De grands efforts avaient été faits pour attirer directement vers l'Europe centrale les produits de l'Inde et de la Boukharie, sans passer par Constantinople; les villes de l'Oder et de la Vistule, Breslau (Wroclaw) et Cracovie notamment, y réussirent dans une certaine mesure; mais la richesse et la variété de l'assortiment de Constantinople firent qu'on ne put lui enlever ce caractère d'entrepôt du commerce levantin. Nul autre n'offrait aux marchands les chances d'un débit aussi prompt et avantageux. L'Allemagne expédiait des serfs, pour la plupart Slaves, des peaux, des lainages, des toiles, des armes, de la sellerie, des métaux et bois ouvragés; elle achetait des brocarts d'or, des ornements et vêtements de luxe pour les gens d'église, les seigneurs et les dames, des épices, poivre, gingembre, girofle, muscade, cannelle, etc., des feuilles de laurier, du safran, des avelines, de l'huile, de la réglisse. Les transports se faisaient par la voie fluviale. De Crimée et de la Russie méridionale, Constantinople tirait surtout ses provisions de bouche, poisson sec et salé, bétail, miel et céréales; de plus, du fer, des bois de construction, de la poix, des peaux, de la cire, des esclaves. Les Russes lui achetaient les denrées du midi et de l'orient que nous avons énumérées déjà; la grande place du commerce intérieur russe était Kiev sur le Dniepr; Novgorod, Tchernigov, Mielniza (en Volynie) doivent être mentionnés également.

Les Byzantins, déployant peu d'initiative dans ces operations commerciales, virent le bénéfice leur en échapper de plus en plus. A l'origine, ils achetaient aux uns pour revendre aux autres les articles apportés sur leur marché. Mais les étrangers qui venaient y écouler leurs denrées et s'y approvisionner, comprirent bientôt l'avantage qu'il y aurait à se passer de l'intermédiaire des Grecs.

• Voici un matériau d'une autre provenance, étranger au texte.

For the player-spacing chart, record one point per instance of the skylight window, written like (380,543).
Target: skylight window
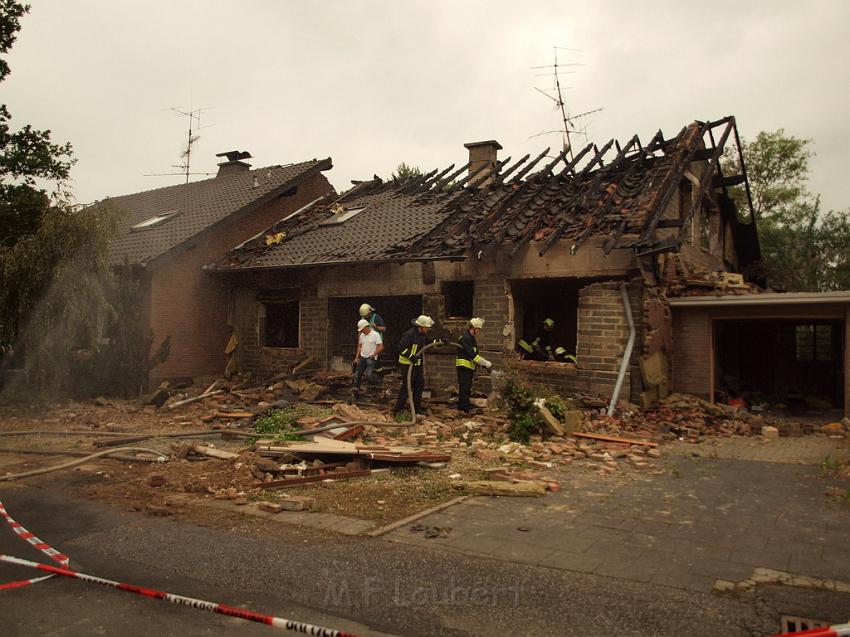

« Afin de n'être pas devancés dans leurs achats et dans leurs ventes, et de pouvoir attendre les chances les plus favorables dans les fluctuations de l'offre et de la demande, ils acquirent à Constantinople des terrains pour y établir des dépôts de marchandises; c'étaient de grandes cours bordées de magasins voûtés et protégés par des murs; ils y installèrent leurs facteurs qui finirent sans doute par devenir des commandités, de simples facteurs n'ayant pas les pouvoirs suffisants pour mettre à profit certaines conjonctures. Il va sans dire que dans le commerce byzantin, comme dans le commerce du moyen âge en général, chacun opérait pour son propre compte et qu'on ne connaissait pas la commission. L'échange, du reste, dans l'acception rigoureuse du mot, ne se pratiquait pas à Constantinople; car dans l'empire d'Orient les espèces métalliques étaient partout employées comme mesure de la valeur. » (Ibid.)
Les Byzantins, mécontents de se voir enlever les bénéfices du commerce, s'efforcèrent de les retenir par des mesures impolitiques qui en hâtèrent la décadence. Pour empêcher les relations directes des Russes avec les marchands allemands et italiens, ils leur défendirent de passer l'hiver à Constantinople. Les Russes ne revinrent pas et les Italiens allèrent les chercherait au Nord de la mer Noire où ils fondèrent des comptoirs; le marché fut déplacé et Constantinople appauvri d'autant. Lorsque les relations directes avec la Syrie et l'Egypte furent régularisées au XIVe siècle, la capitale de l'Empire grec perdit complètement sa prépondérance commerciale. (A.-M. B).